I’m not sure how many people previously used this travel portal, but I’d be interested to see how competitive the prices are with the other travel portals. However, with a $150 credit in your pocket, you can afford to pay a few more bucks for a room. Since this is a third-party portal run by an OTA, I doubt you’ll get any stay credits or loyalty perks for rooms booked through the Delta Stays website.
Increased Annual Fee
Delta has recently increased the annual fee for both the personal and business SkyMiles Gold Cards to $150. I was previously willing to pay $99 for the older version of the card. I’m now wondering if it’s worth paying an extra $50 to keep the new version for another year. Whether it’s worth it or not will depend on whether I am planning to earn the $200 credit by spending $10,000, and if I’ll actually use the $150 Delta Stays credit.
There are a couple of options open to me:
- Keep the card and try to take advantage of one or both of the new credits. I was probably already getting close to $150 in value from the card between checked bag fees and the 15% lower award prices.
- Cancel the card and get the Platinum Card instead. Since American Express has put into place a family rule, you can only get better versions of the cards you’ve previously held. Since I’ve only had the business Gold Card, I can get the Platinum and earn another bonus. That card now has a $350 annual fee but is currently offering a 90,000 mile sign-up bonus.

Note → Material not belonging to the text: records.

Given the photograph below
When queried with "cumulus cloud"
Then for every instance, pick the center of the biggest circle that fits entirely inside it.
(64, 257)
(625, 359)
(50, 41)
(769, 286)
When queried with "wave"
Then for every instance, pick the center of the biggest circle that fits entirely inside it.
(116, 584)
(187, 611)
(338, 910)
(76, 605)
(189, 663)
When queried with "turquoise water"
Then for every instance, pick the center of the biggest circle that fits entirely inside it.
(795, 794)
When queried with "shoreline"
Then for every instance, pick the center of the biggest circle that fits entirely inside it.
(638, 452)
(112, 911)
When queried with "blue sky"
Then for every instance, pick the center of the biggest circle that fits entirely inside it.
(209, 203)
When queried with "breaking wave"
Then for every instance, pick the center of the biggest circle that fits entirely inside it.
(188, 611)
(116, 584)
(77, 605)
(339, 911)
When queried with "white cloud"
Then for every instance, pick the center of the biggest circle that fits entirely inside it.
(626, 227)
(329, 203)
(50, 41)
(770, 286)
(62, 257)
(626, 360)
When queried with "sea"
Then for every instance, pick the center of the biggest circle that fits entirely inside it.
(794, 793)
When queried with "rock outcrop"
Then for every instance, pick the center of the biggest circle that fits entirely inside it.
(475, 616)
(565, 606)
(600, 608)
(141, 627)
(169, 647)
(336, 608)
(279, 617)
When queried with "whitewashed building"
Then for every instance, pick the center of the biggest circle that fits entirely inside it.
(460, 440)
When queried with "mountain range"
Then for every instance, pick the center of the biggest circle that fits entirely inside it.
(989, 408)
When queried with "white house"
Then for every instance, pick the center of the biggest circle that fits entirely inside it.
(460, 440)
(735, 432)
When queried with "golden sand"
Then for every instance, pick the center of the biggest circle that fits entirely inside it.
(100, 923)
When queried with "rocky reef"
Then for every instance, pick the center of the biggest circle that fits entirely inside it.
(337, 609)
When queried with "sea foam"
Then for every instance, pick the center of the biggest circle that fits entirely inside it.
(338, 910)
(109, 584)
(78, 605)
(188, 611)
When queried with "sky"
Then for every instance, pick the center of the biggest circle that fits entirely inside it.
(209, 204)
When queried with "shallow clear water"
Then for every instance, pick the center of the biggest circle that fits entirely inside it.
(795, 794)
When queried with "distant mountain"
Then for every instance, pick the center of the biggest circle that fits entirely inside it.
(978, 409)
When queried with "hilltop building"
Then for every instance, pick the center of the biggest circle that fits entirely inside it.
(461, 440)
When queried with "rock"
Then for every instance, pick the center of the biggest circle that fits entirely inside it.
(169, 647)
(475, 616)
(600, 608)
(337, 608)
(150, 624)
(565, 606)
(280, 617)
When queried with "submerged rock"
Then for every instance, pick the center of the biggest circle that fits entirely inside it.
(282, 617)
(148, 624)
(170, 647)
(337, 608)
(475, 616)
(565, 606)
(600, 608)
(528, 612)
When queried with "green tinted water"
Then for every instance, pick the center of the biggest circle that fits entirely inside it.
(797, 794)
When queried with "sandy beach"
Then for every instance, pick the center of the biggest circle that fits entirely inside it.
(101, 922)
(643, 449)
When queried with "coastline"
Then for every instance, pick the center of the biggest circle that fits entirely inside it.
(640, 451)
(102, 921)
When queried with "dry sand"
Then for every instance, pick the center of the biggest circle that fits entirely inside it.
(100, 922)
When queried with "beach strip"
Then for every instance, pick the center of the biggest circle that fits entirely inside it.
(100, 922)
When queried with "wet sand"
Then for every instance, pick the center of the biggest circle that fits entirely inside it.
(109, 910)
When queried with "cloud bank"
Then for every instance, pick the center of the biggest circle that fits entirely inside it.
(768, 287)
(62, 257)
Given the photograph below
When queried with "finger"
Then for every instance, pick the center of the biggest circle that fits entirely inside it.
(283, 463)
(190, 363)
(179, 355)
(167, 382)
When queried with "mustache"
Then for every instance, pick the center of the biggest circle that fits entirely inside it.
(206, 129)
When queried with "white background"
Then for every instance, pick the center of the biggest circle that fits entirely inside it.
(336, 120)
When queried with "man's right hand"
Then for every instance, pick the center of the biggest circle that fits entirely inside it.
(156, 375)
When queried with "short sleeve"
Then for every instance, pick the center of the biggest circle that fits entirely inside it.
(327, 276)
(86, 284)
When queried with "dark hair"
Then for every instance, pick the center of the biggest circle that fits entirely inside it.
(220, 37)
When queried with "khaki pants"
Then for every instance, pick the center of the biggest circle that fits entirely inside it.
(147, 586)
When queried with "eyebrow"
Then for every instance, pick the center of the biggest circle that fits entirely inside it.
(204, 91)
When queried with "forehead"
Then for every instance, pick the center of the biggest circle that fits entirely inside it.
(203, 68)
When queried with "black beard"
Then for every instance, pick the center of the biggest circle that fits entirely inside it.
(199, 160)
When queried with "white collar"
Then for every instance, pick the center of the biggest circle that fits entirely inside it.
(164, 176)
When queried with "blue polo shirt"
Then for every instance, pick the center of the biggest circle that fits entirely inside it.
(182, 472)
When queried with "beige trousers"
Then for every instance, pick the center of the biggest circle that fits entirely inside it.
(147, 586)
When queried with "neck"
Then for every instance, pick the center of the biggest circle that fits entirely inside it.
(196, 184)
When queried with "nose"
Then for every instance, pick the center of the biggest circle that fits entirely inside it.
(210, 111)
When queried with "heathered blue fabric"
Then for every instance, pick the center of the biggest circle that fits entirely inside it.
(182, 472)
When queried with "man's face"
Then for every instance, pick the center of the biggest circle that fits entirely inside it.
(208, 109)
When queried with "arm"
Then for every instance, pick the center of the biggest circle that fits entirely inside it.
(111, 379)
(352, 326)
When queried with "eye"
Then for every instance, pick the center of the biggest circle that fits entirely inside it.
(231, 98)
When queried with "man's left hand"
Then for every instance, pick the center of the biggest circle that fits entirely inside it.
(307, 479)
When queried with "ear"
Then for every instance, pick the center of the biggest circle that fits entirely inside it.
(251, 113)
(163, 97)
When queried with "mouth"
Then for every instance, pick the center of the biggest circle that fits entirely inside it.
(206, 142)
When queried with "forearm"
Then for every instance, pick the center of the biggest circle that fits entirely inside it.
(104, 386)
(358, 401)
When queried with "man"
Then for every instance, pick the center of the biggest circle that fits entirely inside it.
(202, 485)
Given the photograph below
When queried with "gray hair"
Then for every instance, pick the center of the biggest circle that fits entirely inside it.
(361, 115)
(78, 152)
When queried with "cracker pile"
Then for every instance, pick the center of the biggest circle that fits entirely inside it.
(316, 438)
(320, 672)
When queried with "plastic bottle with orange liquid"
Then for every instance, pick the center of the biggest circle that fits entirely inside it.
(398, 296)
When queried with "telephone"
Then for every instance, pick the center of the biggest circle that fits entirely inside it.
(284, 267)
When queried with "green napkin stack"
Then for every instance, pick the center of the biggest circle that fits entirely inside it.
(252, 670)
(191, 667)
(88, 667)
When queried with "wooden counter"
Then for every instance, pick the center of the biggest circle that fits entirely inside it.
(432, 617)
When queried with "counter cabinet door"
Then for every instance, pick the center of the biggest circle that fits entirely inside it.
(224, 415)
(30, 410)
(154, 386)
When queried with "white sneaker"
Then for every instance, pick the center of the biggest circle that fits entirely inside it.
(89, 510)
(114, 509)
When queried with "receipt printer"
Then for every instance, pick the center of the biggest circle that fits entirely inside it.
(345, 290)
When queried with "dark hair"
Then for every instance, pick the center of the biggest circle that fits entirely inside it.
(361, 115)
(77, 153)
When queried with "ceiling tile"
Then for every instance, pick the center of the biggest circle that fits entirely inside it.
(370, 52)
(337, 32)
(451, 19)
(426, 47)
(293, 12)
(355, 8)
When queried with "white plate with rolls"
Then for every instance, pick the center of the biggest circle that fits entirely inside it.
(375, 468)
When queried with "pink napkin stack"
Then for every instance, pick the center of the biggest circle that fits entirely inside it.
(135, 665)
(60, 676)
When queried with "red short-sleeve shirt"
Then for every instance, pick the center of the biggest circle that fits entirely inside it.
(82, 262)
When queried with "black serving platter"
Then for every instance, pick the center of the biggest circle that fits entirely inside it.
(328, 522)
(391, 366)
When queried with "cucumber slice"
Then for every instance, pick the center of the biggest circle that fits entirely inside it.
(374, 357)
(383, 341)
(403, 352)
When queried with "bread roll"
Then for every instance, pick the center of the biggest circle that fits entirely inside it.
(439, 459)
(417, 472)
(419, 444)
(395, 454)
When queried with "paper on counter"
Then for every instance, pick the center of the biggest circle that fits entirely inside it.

- Cancel the card and go without a Delta American Express Card. This is an unusual thing to consider since we fly with Delta more than other airlines. However, I could use the Air Travel Credit from my Platinum Card and Ritz Carlton Cards to pay for the baggage fees and seat assignment fees to cover the costs. I was already considering getting rid of one of our co-brand airline cards and Delta might have made my mind up for me.
These are some big changes to the Delta American Express Card lineup. Going to a $150 annual fee for the entry point is something no other airline has tried. There’s no going back and lowering it, so we’ll have to see if United, American, Alaska, JetBlue, Southwest, and the other airlines will follow. And if they do, what benefits will they add to their cards to justify the higher annual fee?